Welcome to the website
for A Perjurer's Tale

Here you will find a brief summary of the book, an excerpt, and some commentary in the form of answers to questions readers might have.

I would very much like to hear your comments about A Perjurer's Tale. You can send them to me, via email, at ralphmemolo@comcast.net.

A Perjurer's Tale is available for purchase at http://www.amazon.com.

Readers of A Perjurer's Tale may also be interested in reading my short stories, which are available on www.ralphmemolo.com.

Summary

A Perjurer's Tale is a novel in the form of a memoir. The memoirist is Nathaniel Rowley, a former political reporter and columnist. But Rowley has no interest in producing a memoir in the conventional sense. No, Rowley wants only to recount his association with a young, ambitious politician, Francis Philbrick Donlan.

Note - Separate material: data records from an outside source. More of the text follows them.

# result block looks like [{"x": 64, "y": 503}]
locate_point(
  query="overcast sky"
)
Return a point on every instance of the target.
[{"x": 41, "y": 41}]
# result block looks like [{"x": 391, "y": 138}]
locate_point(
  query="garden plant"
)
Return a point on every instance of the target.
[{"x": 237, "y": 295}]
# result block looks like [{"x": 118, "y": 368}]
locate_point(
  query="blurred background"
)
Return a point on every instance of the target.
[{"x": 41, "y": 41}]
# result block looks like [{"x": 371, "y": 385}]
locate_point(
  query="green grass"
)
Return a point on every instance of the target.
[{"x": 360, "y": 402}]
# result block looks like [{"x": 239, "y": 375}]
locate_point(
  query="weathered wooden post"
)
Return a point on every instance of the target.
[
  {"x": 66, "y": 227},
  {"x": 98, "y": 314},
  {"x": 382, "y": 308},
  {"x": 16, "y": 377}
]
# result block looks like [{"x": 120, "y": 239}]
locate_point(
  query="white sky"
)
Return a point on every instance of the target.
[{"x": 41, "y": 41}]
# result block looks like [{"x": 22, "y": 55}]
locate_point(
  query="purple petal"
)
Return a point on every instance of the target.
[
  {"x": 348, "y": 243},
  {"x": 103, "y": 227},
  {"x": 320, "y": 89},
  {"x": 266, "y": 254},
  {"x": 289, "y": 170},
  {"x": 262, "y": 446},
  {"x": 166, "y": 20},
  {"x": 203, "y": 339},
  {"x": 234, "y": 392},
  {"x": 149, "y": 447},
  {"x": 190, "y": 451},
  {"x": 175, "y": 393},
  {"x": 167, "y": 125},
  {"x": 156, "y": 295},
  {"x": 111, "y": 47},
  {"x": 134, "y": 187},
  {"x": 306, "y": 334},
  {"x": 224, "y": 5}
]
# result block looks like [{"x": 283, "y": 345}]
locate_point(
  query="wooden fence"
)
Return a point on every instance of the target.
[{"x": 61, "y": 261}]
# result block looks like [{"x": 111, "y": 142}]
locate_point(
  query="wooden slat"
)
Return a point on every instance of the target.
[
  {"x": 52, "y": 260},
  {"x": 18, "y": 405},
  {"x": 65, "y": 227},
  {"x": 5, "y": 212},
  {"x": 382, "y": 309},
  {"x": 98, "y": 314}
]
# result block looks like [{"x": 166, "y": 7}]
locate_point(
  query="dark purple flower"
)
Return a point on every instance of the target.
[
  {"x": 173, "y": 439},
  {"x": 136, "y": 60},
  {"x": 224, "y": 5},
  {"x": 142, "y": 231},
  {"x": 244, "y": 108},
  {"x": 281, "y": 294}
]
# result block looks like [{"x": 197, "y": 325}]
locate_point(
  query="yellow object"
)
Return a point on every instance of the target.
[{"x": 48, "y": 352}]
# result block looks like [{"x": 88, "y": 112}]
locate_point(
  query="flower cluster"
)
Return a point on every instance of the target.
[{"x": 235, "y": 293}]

There is a reason behind Rowley's decision to focus his memoir on Donlan. After Rowley's newspaper closed, he decided to write a tell-all memoir that would reveal information damaging to politicians he once covered. Rowley, however, is an accommodating sort—that is, he gives each of these political figures a chance to "buy" their way out of his memoir. Nine of the people Rowley approaches meet his asking price. One, Donlan, spurns his offer.

Blackmail brings Rowley and Donlan together (or actually, reunites them), but it all becomes more complicated when they are forced, by circumstances beyond their control, to work in concert on schemes that are essential both to Rowley's survival and Donlan's political ascent. By the time Rowley has finished telling his story, readers are given a vivid account of the skulduggery and everyday wheeling and dealing (not to mention various criminal conspiracies) that are so much a part of the political culture of a city where, as Rowley observes, "being ornery for the sake of being ornery was viewed as a virtue and settling a feud with a well-set booby trap was considered an art form."